KyleAMathews / Fuzzymatcher.js

Fuzzymatching library optimized for powering auto-complete widgets
http://kyleamathews.github.com/Fuzzymatcher.js/
MIT License
18 stars 4 forks source link

Issues while computing the score. #5

Closed jeancroy closed 9 years ago

jeancroy commented 9 years ago

If I understand properly you are running bitap algorithm to find position, then use levenshtein to find edit distance.


Fuzzymatch.prototype._query = function(listName, query) {
//..
var position = self._match_main(data[i].name.toLowerCase(), query, 0);
//...
 var distance = self.levenshtein(datum.name, query);
 var score = distance + position;
//...
}

However bitap by itself is a levenshtein distance algorithm, so you are computing the score twice. A wiser option would be to modify _match_bitap_ to output it's score (and if you wish, position) :

//d is levenshtein distance, j is position
var score = match_bitapScore_(d, j - 1);

(You could however use the levenshtein function to compute match on string >32 char, because that is a limitation of bitap.)

Finaly that line:

 var score = distance + position;

It means that an offset on 1 in position is as costly as an error in edit distance. It's more severe than usual, and if it's indeed what you need, then there's no need to compute position at all, just compute distance from position 0 (error in distance and in position have same cost)
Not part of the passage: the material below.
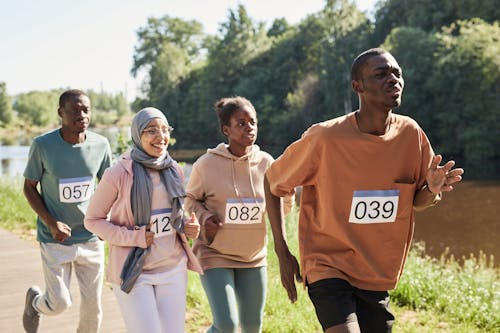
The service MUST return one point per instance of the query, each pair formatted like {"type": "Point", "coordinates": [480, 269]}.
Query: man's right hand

A typical usage is like this (score=distance+position/10 with your settings)

    function match_bitapScore_(e, x) {
       //...
       return accuracy + (proximity / dmp.options.Match_Distance);
   }

Lastly: Performant to at least ~10,000 items. My own experience with bitap suggest it's has trouble handling that many data in interactive time. have you tested that many item without if (num_matchs > 100) { break; } ? Supose you search for a string that is so uncommon that all of 10000 record need to be searched ?

KyleAMathews commented 9 years ago

I haven't touched this library in years... are you interested in maintaining it and fixing up the problems you see in the code?